Désormais, les condamnations pour délits d’opinions ne cesseront plus. Comme en mai 2004 quand il écope d’une amende de 7 800 euros, étant accusé d’avoir fait l’apologie des attentats du 11 septembre 2001, ou encore quand les autorités du Brandebourg lui confisquent son passeport pour une durée de six mois afin d’empêcher sa participation à la Conférence internationale sur l’Holocauste organisée à Téhéran en décembre 2006 et à laquelle participera entre autres Robert Faurisson.
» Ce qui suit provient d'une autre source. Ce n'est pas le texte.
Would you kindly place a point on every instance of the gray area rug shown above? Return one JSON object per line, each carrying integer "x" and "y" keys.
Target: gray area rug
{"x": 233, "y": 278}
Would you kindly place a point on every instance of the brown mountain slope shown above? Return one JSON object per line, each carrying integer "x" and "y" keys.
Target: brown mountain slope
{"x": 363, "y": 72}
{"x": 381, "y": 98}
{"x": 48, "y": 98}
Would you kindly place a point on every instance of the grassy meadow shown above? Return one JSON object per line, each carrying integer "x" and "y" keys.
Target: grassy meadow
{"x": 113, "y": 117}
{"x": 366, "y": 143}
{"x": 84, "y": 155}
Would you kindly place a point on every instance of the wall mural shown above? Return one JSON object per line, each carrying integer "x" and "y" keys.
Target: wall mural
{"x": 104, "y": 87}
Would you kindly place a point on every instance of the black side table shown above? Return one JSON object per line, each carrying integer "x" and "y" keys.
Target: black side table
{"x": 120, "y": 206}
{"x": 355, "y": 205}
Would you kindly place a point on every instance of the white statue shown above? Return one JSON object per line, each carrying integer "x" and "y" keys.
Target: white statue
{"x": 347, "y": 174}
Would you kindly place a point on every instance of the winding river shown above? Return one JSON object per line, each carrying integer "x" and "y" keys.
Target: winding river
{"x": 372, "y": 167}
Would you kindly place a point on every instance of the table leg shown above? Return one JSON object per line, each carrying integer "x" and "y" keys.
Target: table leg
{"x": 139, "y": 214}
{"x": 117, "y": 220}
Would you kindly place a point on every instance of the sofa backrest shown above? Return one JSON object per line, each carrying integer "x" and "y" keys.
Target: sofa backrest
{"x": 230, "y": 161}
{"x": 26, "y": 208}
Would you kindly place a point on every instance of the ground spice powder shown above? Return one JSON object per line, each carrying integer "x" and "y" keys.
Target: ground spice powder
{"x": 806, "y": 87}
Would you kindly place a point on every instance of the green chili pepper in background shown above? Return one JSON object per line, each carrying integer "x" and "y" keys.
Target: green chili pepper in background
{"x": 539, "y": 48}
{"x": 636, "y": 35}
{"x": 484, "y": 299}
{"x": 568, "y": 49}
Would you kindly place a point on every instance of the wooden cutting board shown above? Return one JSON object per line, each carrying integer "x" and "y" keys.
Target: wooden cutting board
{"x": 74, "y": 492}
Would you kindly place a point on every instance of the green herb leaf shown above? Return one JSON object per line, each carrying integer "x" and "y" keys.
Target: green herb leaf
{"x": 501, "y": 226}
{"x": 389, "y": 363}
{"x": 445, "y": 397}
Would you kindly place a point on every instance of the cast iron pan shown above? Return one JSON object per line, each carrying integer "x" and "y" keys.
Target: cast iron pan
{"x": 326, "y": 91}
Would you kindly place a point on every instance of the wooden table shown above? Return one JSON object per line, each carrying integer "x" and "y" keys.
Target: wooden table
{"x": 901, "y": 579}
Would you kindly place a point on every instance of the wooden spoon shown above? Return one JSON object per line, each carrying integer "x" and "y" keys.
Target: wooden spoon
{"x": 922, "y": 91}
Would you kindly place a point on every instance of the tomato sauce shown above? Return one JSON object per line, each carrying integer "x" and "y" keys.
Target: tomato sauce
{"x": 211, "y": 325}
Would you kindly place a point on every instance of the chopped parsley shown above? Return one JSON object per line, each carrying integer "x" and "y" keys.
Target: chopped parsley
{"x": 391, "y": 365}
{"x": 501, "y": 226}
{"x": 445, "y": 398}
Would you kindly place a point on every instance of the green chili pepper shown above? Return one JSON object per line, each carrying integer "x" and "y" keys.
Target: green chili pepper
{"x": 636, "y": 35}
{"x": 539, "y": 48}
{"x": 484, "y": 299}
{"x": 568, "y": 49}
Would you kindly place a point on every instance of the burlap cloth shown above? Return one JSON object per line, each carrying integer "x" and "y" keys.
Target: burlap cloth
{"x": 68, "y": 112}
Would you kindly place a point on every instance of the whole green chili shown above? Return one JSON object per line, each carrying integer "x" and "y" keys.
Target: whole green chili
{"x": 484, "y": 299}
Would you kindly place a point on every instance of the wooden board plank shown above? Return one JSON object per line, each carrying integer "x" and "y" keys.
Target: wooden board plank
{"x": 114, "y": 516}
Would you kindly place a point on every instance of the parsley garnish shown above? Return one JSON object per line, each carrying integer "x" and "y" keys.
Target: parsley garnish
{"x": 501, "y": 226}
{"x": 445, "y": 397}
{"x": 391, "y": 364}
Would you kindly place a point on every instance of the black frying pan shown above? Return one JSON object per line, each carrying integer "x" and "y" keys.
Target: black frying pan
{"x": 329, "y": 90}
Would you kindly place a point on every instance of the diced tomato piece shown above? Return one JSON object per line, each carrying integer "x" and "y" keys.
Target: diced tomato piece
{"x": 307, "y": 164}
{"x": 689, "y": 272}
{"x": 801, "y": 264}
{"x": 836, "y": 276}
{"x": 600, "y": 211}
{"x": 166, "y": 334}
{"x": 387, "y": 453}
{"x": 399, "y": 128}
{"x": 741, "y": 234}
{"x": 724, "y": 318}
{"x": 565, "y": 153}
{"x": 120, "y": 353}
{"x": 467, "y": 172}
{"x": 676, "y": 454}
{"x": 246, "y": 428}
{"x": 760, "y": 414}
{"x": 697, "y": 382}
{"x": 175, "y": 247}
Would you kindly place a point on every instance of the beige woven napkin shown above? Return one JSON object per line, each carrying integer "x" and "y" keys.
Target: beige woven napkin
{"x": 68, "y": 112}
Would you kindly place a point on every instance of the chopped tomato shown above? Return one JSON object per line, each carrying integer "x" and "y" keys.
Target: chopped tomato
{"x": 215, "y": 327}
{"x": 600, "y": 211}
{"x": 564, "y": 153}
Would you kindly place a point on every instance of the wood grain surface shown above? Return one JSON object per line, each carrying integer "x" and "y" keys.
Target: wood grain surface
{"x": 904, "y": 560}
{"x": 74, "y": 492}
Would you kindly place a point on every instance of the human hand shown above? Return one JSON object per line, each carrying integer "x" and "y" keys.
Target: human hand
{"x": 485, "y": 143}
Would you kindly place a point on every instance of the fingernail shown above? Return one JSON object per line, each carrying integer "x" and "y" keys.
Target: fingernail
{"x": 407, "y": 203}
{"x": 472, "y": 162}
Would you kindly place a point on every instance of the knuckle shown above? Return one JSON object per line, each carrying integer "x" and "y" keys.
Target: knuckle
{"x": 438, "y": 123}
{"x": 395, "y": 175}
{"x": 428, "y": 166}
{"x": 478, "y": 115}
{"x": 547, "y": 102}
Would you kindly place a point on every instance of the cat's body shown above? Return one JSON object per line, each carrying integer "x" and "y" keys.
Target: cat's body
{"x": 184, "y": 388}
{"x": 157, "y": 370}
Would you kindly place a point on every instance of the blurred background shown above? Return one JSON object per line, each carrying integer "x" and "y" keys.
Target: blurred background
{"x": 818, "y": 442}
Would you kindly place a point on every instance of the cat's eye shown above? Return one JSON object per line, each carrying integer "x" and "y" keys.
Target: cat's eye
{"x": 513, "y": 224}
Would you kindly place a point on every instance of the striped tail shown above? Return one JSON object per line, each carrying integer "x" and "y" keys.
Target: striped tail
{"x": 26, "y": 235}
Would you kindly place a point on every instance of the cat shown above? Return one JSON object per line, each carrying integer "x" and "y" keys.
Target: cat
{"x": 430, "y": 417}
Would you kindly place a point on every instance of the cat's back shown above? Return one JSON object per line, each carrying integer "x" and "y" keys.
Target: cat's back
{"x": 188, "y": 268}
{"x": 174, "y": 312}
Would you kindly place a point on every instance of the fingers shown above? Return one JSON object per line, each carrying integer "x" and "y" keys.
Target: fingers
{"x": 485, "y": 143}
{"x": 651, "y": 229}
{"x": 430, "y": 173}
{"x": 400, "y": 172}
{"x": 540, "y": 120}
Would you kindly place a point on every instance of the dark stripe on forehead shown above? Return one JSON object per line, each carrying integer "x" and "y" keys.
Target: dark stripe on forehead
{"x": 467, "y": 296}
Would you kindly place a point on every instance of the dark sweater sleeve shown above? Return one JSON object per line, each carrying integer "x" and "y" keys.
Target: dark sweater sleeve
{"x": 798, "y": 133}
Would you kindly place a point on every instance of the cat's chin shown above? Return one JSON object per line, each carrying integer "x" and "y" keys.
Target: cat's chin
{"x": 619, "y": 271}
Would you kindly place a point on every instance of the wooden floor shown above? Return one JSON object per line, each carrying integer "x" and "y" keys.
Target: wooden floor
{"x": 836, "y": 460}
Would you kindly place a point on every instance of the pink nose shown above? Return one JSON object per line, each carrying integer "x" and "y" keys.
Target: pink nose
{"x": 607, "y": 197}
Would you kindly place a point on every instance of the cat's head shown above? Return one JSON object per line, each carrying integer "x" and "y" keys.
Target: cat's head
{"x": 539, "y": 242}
Le ministre de l’Intérieur allemand, son ancien camarade de lutte Otto Schily, justifiera ce traitement d’exception en expliquant que Horst Mahler porte gravement atteinte au prestige de la République fédérale d’Allemagne.
Mais personne ne fera taire Horst Mahler et en septembre 2007, lors d’un débat organisé par le magazine Vanity Fair, il gratifie son interlocuteur Michel Friedman, homme politique célèbre, membre du CDU, ancien vice-président du Conseil central des juifs en Allemagne (de 2000 à 2003) et ancien président du Congrès juif européen (de 2001 à 2003), d’un « Heil Hitler, M. Friedman ! ». Pour cette performance, il sera condamné, le 28 avril 2008, à dix mois d’emprisonnement ferme. Par ailleurs, sa compagne d’alors, l’avocate Sylvia Stolz, fut condamnée à trois ans et demi de prison en 2007 pour sa plaidoirie lors du procès du révisionniste canado-allemand Ernst Zündel au tribunal de Mannheim. Lui aussi était poursuivi en justice pour son travail révisionniste. Travail caractérisé par une loi allemande similaire à la loi Fabius-Gayssot en France, comme « incitation à la haine raciale ».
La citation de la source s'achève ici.